Por
Frei Betto
As
quaresmeiras florescem nesta época do ano. Lindas e tristes as flores roxas,
delicadas miçangas de um colar inconsútil.
Nos
quarenta dias prévios à Páscoa, a fé cristã celebra, antecipadamente, a vitória
da vida sobre a morte. Ressurreição experimentada a cada manhã ao despertar.
Vindos da inércia e da inconsciência, da perda de si no sono, súbito revivemos!
Na curva final da existência, proclama a fé, desponta a eterna
benquerença.
Tempo
de inflexão e reflexão. De que vale abster-se de carne terrestre ou aérea se as
marítimas nos repletam a pança?
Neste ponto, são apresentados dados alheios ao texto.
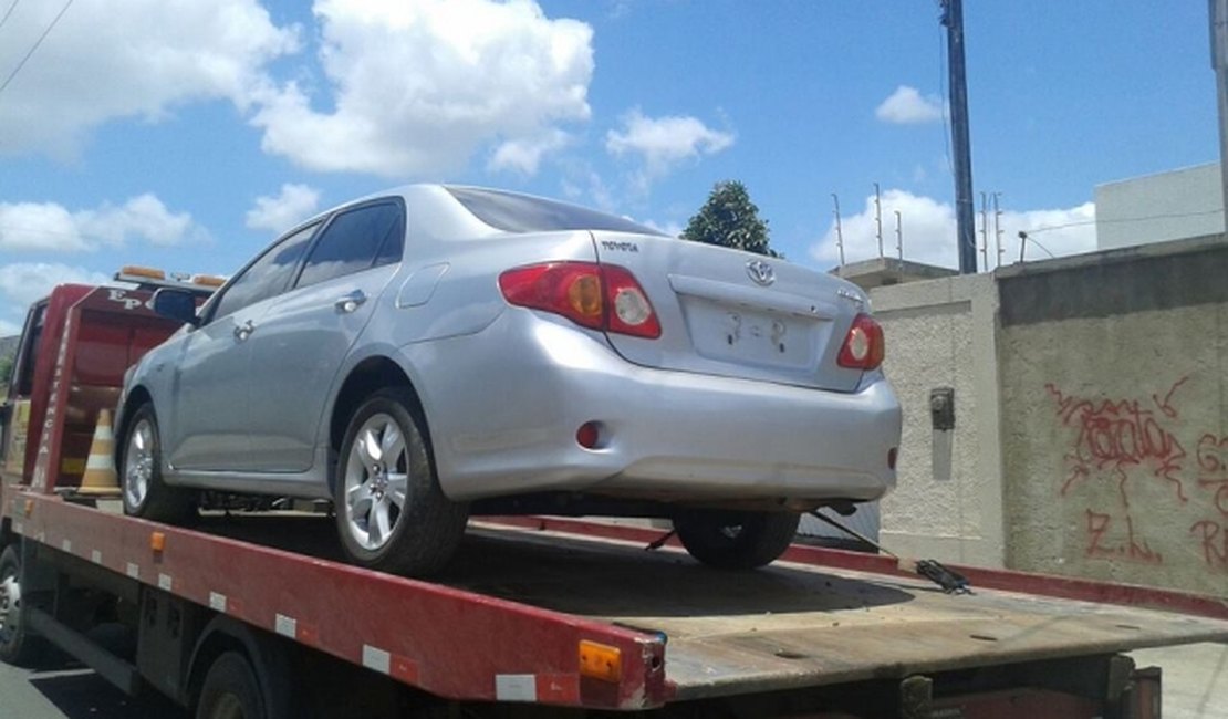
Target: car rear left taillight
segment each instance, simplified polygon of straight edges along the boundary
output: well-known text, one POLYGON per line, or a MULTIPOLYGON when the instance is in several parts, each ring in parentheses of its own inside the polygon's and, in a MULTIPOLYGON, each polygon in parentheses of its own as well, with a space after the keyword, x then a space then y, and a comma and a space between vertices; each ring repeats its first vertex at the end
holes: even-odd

Sacrifício, ofício de cultuar o sagrado. Não
Deus, que se basta, e sim nós humanos, ossos revestidos de carne, o que há de
mais sagrado. Feitos de pó cósmico, de partículas elementares consubstanciadas
em átomos, congregadas em moléculas, revitalizadas em células. Quarenta
trilhões de células em um corpo humano. Umas, revestidas de seda pura,
fragrâncias raras e joias preciosas. Outras estiradas nas calçadas, fétidas,
famélicas, entorpecidas pela química da fuga.
Jejuar,
mas não de alimentos nessa era de dietas anoréxicas que não transferem ao prato
alheio o que se priva no próprio. Valem os jejuns da maledicência, da ira
gratuita, da empáfia autoritária, do preconceito arrogante, da discriminação
insultuosa. Jejuar do monólogo solipsista no celular e dar atenção ao diálogo
com o próximo.
Vale
abster-se da indiferença e abraçar causas solidárias. Deixar de praguejar
contra o mundo e tratar de transformá-lo. Esperar mais de si do que dos outros.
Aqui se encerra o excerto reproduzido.